Планше со вздохом встал из-за стола, и поплелся выполнять просьбу капитана. На душе у него кошки скребли.
Д’Артаньян отказался от десерта и, прихватив письмо, отправился к себе. Он и боялся, и жаждал прочитать то, что уже давно знал в общих чертах.
Арамис был беспощаден к себе: едва ли не минута за минутой он описывал то, что произошло на Бель-Иле, включая визит самого мушкетера, и то, что произошло впоследствии в пещере Локмария. События, что произошли в море, д’Артаньян знал от самого короля.
Письмо это требовало уничтожения: там было и об узурпаторе (видимо, Атос что-то уже знал о нем): каждая строчка этого покаяния запечатлелась в голове у старого воина так прочно, что ничто уже не могло заставить его забыть хотя бы слово из этого письма. Это была последняя и, наверное, самая искренняя исповедь прелата.
Видя, как догорает в серебряном блюде плотная бумага, д’Артаньян испытывал нечто вроде раскаяния: это письмо могло бы хоть как-то реабилитировать Арамиса в глазах потомков, но потом он улыбнулся: потомков у священника не было, по крайней мере, официальных. А так всем будет спокойнее: главное, что король ничего не узнает. Скорее всего, Арамис окончит свои дни на испанской земле, и будем надеяться, что там он нашел надежное убежище.
Утром, незадолго до отъезда, д/Артаньян раздал подарки сыновьям Планше.
- Какое будущее прочишь своим мальчикам, Планше? - спросил он у бывшего лавочника, а нынче почтенного владельца поместья. – У тебя будут для этого возможности.
- Старший – мой наследник, значит, будет управлять всей этой роскошью, - повел рукой Планше не без тщеславного удовлетворения. – Средний хочет учиться, пойдет, значит, в судейские, а у младшего, пока, только игры в войну в голове: вон как обрадовался игрушечному коню. И, конечно, все они любят у меня сладости: значит, не брошу я это дело. Все в роду Планше были сладкоежками, так уж у нас повелось.
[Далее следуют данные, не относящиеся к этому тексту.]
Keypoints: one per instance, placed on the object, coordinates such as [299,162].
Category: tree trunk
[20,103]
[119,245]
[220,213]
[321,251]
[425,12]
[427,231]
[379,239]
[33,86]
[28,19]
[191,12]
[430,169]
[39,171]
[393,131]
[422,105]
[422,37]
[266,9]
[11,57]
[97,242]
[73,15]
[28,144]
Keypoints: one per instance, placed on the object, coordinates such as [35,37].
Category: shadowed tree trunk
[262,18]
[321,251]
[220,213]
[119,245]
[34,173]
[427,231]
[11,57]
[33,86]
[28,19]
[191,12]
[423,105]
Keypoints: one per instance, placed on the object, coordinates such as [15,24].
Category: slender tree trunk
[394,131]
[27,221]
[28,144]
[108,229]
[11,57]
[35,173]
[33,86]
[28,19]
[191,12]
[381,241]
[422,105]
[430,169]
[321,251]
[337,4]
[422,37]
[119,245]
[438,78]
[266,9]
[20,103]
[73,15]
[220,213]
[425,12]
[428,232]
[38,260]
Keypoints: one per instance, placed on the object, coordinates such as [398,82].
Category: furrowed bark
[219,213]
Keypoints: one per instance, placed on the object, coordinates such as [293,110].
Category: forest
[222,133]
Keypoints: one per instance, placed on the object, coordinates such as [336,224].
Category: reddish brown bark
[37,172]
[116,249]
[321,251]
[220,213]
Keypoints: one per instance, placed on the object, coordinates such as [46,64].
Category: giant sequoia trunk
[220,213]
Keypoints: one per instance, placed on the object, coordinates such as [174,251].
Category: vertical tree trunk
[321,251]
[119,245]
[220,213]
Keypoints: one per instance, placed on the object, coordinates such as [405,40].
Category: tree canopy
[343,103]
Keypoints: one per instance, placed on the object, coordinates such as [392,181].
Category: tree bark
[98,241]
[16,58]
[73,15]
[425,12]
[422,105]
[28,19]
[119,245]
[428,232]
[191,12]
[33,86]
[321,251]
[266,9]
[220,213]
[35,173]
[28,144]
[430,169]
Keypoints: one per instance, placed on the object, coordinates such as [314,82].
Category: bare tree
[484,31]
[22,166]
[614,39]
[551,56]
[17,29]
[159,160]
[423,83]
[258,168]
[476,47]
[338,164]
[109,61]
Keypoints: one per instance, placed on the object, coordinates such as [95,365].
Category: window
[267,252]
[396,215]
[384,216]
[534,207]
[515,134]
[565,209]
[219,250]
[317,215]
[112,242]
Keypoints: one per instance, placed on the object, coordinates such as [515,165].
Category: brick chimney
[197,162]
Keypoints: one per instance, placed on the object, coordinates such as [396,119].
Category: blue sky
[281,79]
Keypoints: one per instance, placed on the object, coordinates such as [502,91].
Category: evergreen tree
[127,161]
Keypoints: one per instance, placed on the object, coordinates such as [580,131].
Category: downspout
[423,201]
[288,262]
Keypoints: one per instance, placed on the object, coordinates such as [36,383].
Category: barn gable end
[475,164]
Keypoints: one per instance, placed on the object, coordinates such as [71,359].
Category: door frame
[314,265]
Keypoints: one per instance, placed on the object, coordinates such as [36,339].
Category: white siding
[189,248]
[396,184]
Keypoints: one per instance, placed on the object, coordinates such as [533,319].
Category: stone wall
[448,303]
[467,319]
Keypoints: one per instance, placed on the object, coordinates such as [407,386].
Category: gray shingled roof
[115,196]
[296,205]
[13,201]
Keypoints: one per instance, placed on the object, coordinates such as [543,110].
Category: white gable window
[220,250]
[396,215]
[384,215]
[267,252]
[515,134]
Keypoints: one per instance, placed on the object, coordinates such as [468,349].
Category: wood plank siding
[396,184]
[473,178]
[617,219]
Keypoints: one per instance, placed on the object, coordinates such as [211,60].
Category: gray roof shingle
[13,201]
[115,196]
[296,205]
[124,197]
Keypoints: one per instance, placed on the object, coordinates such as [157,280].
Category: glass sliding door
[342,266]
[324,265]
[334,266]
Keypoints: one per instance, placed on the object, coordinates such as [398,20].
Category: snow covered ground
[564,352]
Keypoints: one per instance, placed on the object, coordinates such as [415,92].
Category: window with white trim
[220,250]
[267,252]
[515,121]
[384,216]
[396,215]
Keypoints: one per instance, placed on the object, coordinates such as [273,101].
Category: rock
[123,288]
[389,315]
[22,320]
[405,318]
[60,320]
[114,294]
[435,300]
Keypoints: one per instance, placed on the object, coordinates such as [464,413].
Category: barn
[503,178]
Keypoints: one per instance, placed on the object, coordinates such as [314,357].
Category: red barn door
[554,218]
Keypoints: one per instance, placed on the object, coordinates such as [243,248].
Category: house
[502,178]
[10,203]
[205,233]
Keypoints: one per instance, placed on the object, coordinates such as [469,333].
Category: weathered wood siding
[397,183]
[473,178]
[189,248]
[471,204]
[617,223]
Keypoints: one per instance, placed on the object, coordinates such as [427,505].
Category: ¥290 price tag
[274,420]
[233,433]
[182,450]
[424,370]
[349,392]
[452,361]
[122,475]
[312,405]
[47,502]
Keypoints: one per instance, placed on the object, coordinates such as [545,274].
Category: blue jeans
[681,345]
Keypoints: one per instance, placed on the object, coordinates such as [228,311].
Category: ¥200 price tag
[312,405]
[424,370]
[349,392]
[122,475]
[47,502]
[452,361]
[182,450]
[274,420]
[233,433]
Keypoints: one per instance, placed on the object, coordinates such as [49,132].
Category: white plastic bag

- Да, прошла наша жизнь, как один день, - д’Артаньян встал. – Пора мне возвращаться, Планше, к своим делам: король ждать не будет. Жди вестей. И помни: земли эти и этот дом – это твое и детей твоих будущее. Береги их пуще собственной жизни и детям завещай то же.
                ***
Уже отъехав на почтительное расстояние, д’Артаньян обернулся: белый дом на холме, в короне огромных платанов, казался пронизанным солнечными лучами. Он таял в этом свете, смотреть на него было больно глазам, и старый мушкетер поспешно отвернулся, в надежде, что его слуга не заметит слез на глазах хозяина.
Таким исчезающим видением и остался замок Бражелон в памяти д’Артаньяна.